Von diesem massiven Angriff irritiert, schützt der sich zuerst einmal und wechselt so schnell wie möglich in die Abwehrhaltung. Wer lässt sich schon gerne prügeln? Und sei es nur verbal? Gegen diese aus seiner Sicht pauschale Anschuldigung muss sich der Angegriffene also zunächst pauschal schützen. Seine aus diesem Blickwinkel nachvollziehbare Reaktion: „Kann gar nicht sein!“
Wer sich beschwert, ist ein guter Kunde
Beschwerden von Kunden kommen manchmal wie aus heiterem Himmel. Obwohl scheinbar alles richtig gemacht wurde, treten Zwischenfälle auf, die man nach schneller Beseitigung nur allzu gerne vom Tisch wischen würde. Beschwerden haben jedoch einige interessante Eigenschaften. Deshalb sind bei ihrer Behandlung bestimmte Aspekte zu beachten.
Beschwerden bergen Informationspotential, sie geben Hinweise auf eventuell strukturelle Schwachstellen im Organisationsablauf. Sie können daher als Input für das Qualitätsmanagement und die Produktentwicklung in Ihrem Unternehmen verstanden werden. Dazu müssen sie strukturiert erfasst werden.
Daneben transportieren Beschwerden Loyalitätspotential. Das heißt, aus einem anfänglich unzufriedenen Kunden, dessen Beschwerde ausgezeichnet behandelt wurde, wird ein Kunde, der letztlich zufriedener ist als solche, die ihre Erwartungen von vornherein erfüllt sahen. Dieser Umstand wird auch als das Beschwerde-Paradoxon (recovery paradox) bezeichnet.

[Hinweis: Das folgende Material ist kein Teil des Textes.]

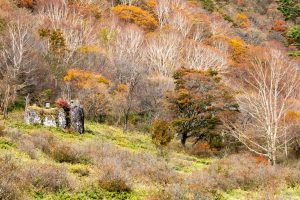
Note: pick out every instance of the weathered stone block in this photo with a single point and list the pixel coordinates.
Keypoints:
(77, 117)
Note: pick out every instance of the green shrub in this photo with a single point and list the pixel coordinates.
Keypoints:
(65, 152)
(162, 134)
(294, 35)
(3, 24)
(48, 177)
(10, 180)
(289, 8)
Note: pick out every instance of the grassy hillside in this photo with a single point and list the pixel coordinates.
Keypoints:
(33, 146)
(105, 163)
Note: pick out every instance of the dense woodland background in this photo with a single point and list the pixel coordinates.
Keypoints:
(207, 78)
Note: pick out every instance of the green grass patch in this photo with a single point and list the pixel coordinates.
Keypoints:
(87, 193)
(6, 143)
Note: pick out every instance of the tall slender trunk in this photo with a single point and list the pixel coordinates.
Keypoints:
(6, 101)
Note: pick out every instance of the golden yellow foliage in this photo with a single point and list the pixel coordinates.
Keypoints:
(136, 15)
(151, 4)
(84, 79)
(89, 49)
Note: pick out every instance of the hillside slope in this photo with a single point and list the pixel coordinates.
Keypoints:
(104, 163)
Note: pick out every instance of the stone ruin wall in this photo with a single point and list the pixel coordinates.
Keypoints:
(57, 117)
(51, 117)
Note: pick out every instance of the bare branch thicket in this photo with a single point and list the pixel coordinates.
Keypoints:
(203, 57)
(272, 86)
(77, 31)
(163, 53)
(16, 66)
(220, 27)
(128, 70)
(181, 22)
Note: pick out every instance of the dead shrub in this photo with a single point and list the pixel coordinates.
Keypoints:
(202, 149)
(140, 166)
(48, 177)
(66, 152)
(172, 191)
(236, 171)
(10, 180)
(113, 178)
(44, 141)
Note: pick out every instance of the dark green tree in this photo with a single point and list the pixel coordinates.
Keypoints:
(200, 102)
(289, 8)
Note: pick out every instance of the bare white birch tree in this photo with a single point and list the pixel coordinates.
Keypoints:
(16, 62)
(202, 57)
(271, 85)
(163, 53)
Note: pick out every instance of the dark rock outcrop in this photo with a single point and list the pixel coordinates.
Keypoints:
(77, 117)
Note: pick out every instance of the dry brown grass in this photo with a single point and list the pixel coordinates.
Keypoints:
(48, 177)
(10, 180)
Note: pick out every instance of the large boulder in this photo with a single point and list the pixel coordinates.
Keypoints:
(62, 119)
(77, 117)
(50, 117)
(32, 116)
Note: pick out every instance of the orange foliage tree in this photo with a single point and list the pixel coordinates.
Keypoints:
(242, 20)
(238, 49)
(136, 15)
(279, 25)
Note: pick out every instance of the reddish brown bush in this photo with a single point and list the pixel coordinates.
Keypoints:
(48, 177)
(10, 180)
(279, 25)
(61, 103)
(236, 171)
(66, 152)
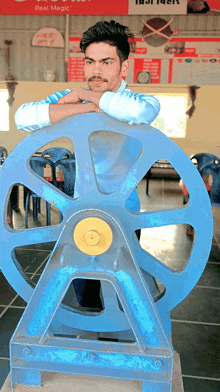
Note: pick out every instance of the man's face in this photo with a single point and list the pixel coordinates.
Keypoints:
(102, 69)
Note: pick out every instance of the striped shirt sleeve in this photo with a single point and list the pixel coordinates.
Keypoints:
(35, 115)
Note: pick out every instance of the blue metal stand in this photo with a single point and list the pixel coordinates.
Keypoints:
(124, 269)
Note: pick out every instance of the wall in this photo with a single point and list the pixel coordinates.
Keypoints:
(202, 132)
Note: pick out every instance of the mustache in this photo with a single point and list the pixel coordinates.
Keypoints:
(97, 77)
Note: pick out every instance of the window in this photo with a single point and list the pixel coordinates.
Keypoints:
(172, 117)
(4, 118)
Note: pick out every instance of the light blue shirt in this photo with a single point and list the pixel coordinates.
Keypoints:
(108, 152)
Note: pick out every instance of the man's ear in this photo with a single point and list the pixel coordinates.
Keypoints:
(125, 68)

Untersuchungen zum Thema bestätigen zudem, dass die wachsende Kundenzufriedenheit nach zufriedenstellender Bearbeitung auch mit einer steigenden Wiederkaufabsicht des Kunden einhergeht. Aus diesem Blickwinkel ist eine Beschwerde somit gleichzeitig als Chance zu sehen, die Zufriedenheit des Kunden zu erhöhen und ihn sogar enger zu binden.

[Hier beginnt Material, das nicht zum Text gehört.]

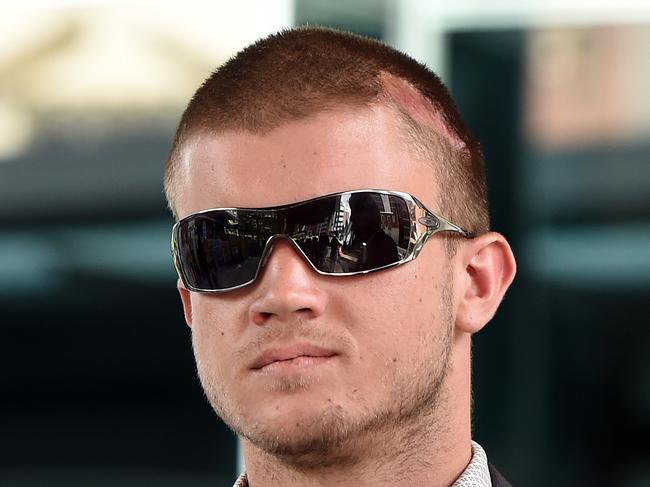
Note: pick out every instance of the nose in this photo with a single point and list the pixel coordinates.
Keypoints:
(288, 287)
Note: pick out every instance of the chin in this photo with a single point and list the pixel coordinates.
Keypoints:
(305, 438)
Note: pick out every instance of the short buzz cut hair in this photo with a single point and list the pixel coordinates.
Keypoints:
(297, 73)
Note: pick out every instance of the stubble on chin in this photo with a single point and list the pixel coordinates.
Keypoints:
(333, 436)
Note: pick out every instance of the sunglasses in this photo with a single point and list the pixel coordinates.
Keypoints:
(340, 234)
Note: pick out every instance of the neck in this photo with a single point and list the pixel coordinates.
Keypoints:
(431, 450)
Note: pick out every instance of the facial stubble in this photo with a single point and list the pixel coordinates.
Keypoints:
(332, 436)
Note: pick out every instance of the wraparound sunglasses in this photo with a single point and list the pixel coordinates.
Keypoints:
(340, 234)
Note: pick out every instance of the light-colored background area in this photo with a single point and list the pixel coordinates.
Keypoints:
(98, 384)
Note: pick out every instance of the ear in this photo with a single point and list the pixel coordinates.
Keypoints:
(488, 268)
(187, 302)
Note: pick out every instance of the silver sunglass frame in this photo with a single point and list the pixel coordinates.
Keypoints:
(425, 223)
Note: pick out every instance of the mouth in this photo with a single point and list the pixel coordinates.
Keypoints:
(292, 357)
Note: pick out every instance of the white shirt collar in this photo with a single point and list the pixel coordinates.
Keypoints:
(477, 473)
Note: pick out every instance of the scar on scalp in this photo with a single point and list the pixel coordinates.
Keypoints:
(417, 106)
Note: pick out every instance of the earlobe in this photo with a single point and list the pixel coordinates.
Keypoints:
(488, 267)
(187, 302)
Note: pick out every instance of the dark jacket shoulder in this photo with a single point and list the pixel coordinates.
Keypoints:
(497, 478)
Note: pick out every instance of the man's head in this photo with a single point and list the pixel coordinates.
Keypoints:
(316, 369)
(298, 73)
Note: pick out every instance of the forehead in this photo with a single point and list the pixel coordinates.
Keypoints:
(339, 150)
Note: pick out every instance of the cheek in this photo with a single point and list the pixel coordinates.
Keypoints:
(392, 315)
(211, 335)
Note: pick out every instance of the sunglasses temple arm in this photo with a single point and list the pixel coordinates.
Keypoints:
(446, 226)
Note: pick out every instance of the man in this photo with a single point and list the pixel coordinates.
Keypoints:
(352, 369)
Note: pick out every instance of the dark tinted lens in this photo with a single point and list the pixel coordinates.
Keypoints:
(376, 234)
(222, 249)
(352, 232)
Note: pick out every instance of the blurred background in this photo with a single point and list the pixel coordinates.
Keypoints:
(97, 380)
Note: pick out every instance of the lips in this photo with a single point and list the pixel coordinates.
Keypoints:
(286, 354)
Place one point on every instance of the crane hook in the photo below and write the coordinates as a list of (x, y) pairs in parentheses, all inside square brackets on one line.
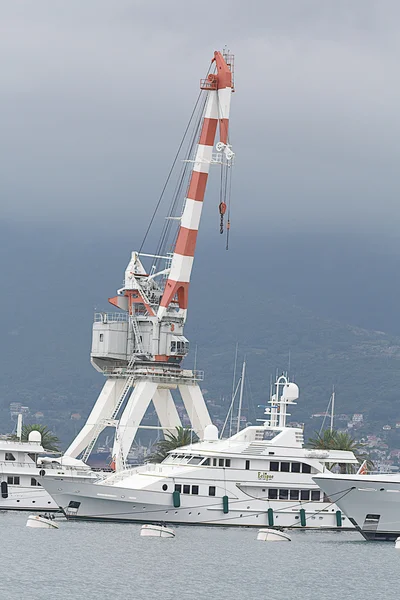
[(222, 211)]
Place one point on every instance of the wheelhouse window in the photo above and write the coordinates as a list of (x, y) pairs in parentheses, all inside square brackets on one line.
[(12, 480), (195, 460)]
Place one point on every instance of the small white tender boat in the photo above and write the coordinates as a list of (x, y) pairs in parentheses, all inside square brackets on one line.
[(156, 531), (272, 535), (42, 522)]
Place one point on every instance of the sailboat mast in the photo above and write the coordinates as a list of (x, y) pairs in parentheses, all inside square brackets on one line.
[(241, 395)]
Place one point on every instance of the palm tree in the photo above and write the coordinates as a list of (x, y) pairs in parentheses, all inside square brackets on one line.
[(341, 440), (49, 440), (182, 437)]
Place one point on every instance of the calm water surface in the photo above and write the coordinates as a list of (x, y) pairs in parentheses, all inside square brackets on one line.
[(96, 561)]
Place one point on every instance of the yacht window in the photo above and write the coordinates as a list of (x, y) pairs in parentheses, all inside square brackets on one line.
[(12, 480), (195, 460)]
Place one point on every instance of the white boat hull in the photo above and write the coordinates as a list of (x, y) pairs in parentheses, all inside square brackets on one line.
[(272, 535), (89, 501), (38, 522), (32, 499), (150, 530), (371, 502)]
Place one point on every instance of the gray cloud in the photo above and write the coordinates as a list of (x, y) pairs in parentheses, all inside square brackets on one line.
[(95, 96)]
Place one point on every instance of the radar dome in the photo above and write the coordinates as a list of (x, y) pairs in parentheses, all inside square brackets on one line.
[(291, 391), (210, 433), (35, 436)]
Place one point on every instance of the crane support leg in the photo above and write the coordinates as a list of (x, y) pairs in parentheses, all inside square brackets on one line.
[(131, 418), (195, 407), (166, 409), (102, 409)]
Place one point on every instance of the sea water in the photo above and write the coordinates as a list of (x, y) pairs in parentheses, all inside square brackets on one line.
[(101, 561)]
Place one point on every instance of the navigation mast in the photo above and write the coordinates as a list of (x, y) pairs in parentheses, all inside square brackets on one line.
[(140, 348)]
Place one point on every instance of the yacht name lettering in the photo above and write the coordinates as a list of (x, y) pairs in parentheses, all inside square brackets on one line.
[(265, 476)]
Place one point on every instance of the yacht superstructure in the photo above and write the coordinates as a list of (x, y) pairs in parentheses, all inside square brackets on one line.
[(260, 476)]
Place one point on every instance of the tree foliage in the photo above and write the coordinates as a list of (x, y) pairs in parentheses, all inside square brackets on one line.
[(181, 437), (340, 440)]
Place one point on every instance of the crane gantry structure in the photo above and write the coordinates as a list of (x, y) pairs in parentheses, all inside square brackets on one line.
[(140, 348)]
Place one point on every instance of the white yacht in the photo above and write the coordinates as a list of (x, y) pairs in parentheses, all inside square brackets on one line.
[(261, 476), (20, 488), (371, 502)]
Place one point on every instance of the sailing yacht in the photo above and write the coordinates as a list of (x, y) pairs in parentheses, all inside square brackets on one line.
[(262, 475)]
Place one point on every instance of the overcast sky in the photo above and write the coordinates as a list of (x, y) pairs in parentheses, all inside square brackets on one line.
[(95, 95)]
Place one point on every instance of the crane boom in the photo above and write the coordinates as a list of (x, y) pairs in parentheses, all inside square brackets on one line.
[(219, 89)]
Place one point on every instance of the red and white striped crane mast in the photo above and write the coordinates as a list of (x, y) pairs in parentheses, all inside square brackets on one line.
[(140, 348)]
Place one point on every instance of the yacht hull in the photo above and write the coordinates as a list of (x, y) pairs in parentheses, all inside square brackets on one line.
[(99, 502), (371, 502), (32, 499)]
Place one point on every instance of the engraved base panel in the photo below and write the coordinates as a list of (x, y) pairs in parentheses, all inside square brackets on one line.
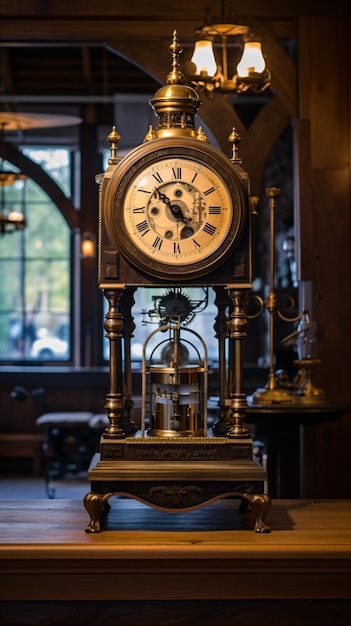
[(193, 449)]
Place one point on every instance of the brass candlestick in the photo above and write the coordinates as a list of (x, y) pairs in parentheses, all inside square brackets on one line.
[(271, 393)]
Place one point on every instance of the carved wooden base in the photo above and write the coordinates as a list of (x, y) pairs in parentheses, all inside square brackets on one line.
[(180, 476)]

Entscheidend ist die Tatsache, dass ehemals unzufriedene Kunden, deren Beschwerde ausgezeichnet bearbeitet wurde, das Unternehmen häufiger an potentielle Kunden weiterempfehlen. In Zeiten abnehmender Kundenloyalität ist dies ein Wert, bei dem sich die Frage aufdrängt, warum einerseits Mitarbeiter Beschwerden fürchten und andererseits Unternehmen oft wenig für die Qualifizierung ihrer Mitarbeiter für den zielgerichteten Umgang mit Beschwerden tun.